De fait, quel que soit l'effroi réel des contemporains, d'autres chroniqueurs se montrent eux aussi moins éloquents sur les atrocités et moins favorables aux nobles que Froissart. Ainsi, Pierre Louvet, dans son Histoire du Beauvoisis, rappelle que « la guerre appelée la Jacquerie du Beauvoisis qui se faisait contre la noblesse du temps du roi Jean, et en son absence, arriva par le mauvais traitement que le peuple recevait de la noblesse » et le cartulaire d'une abbaye de Beauvais souligne que « la sédition cruelle et douloureuse entre le populaire contre les nobles s'éleva aussitôt. »
Charles le Mauvais, bien que roi de Navarre depuis 1349, n'est nullement navarrais : c'est un noble français de haut rang, lié à la famille royale des Capétiens (c'est un petit-fils de Louis X le Hutin par sa mère Jeanne de Navarre), comte d'Évreux (un des plus importants titres en Normandie), revendiquant le comté d'Angoulême et le comté de Champagne.
L'issue de la révolte, une forme de contre-jacquerie, est caractérisée par une grande violence qui marqua autant les contemporains que celle commise par les paysans. Après avoir exterminé bon nombre de révoltés, le comte de Foix et le captal de Buch, Jean de Grailly, assiégèrent la ville de Meaux[10] dont quelques quartiers furent incendiés[11]. De son côté, Charles le Mauvais participa à la répression et, le 9 juin, lors du carnage de Mello[12], il mit fin à la révolte à grand renfort d'atrocités. Le chef des révoltés, Guillaume Carle, ayant reçu l'assurance d'une trêve et d'une rémission, fut entraîné par traîtrise dans le camp des nobles où il fut supplicié et décapité. Cependant, par la suite, une certaine clémence royale se manifesta envers les principaux meneurs sous la forme de « lettres de rémission » qui constituent une autre source pour l'histoire de la Jacquerie.

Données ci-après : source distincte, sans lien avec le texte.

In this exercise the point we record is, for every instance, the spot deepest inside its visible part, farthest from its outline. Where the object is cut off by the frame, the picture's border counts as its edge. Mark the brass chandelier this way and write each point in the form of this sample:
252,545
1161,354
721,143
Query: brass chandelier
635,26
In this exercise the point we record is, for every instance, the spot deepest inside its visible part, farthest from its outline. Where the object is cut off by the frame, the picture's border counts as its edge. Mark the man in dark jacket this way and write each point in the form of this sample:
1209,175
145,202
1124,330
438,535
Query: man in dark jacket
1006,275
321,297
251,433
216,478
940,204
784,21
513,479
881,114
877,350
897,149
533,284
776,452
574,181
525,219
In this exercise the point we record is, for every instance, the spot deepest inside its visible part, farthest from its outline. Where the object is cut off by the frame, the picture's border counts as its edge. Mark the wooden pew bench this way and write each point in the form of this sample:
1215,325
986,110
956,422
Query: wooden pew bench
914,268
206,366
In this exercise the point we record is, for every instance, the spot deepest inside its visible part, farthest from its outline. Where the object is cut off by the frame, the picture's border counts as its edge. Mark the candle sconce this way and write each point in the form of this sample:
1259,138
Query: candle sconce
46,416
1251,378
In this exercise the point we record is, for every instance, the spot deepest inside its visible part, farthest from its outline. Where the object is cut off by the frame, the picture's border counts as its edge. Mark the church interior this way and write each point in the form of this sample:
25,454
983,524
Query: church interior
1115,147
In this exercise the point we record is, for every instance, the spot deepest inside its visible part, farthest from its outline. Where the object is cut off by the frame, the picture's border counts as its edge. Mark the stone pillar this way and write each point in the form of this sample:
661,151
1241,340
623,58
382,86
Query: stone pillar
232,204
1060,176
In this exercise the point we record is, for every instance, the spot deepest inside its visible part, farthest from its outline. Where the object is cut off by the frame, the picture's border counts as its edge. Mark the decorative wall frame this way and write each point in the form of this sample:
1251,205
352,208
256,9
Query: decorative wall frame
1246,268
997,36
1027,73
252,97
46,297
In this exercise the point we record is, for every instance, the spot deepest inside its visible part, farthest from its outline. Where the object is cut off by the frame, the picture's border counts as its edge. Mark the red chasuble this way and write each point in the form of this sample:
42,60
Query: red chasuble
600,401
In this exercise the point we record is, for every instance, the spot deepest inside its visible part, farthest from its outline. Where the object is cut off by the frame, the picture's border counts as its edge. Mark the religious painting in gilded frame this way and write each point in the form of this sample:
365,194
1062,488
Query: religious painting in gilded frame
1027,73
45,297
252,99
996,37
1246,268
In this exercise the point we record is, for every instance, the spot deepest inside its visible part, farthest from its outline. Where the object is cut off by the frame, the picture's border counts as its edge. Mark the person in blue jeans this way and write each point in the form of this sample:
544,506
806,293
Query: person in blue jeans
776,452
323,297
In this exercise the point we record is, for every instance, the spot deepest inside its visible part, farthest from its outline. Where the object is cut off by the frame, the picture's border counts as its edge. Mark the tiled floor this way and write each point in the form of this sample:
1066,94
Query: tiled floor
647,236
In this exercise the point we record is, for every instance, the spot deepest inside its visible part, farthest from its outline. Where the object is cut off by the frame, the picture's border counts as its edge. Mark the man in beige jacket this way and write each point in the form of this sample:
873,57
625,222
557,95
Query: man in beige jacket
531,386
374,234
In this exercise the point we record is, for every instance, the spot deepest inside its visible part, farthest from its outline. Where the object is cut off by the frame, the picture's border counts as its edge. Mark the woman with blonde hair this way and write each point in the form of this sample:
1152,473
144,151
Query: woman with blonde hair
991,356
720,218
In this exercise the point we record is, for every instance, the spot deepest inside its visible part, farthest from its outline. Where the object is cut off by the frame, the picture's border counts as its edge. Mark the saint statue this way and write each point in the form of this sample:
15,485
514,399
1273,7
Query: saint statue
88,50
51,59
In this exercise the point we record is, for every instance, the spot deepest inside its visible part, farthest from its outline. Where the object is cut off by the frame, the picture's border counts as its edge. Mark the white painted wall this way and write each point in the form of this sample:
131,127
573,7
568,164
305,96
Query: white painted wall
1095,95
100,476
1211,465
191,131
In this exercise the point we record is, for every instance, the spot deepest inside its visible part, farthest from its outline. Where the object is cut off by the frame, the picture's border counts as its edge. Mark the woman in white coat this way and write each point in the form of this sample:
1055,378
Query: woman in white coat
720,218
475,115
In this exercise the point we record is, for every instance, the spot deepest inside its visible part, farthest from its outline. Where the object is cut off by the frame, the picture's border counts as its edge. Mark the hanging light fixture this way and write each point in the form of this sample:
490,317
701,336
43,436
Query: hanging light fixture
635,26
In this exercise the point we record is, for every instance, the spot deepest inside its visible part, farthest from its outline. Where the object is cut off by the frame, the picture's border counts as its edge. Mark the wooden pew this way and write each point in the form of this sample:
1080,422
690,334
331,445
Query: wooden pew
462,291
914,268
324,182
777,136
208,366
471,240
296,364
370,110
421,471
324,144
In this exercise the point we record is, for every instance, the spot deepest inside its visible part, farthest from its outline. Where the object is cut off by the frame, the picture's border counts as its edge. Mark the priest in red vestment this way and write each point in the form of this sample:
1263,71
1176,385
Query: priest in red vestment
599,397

Les interprétations de cette révolte sont nombreuses et, au-delà de son caractère circonstanciel, elle peut être rattachée à nombre des révoltes et des émotions paysannes médiévales.
Elle a ainsi pu être comparée à la révolte anglaise de 1381, dite révolte des travailleurs d'Angleterre, à l'insurrection des remensas en Catalogne, au mouvement taborite en Bohême ou encore au mouvement hussite. Dans une certaine mesure, la révolte de 1358 fait le lien entre les révoltes paysannes du Moyen Âge central et les mouvements messianiques de l'époque moderne.
Les historiens débattent de son caractère de lutte des classes et, étant donné la présence d'éléments nobles au sein du camp des Jacques, s'interrogent sur l'homogénéité du mouvement. Enfin, au-delà d'un refus de la pression fiscale, la révolte de 1358 peut se lire comme l'expression d'une revendication à la dignité de la part des masses paysannes et d'une perte de légitimité de la noblesse. Clairement, ce sont les nobles et le régime seigneurial en crise qui sont visés tandis que les habitants des petites villes comme Senlis sont plutôt favorables aux Jacques.
La Jacquerie devait profondément marquer les esprits et son nom a été retenu par la suite pour désigner toute révolte paysanne.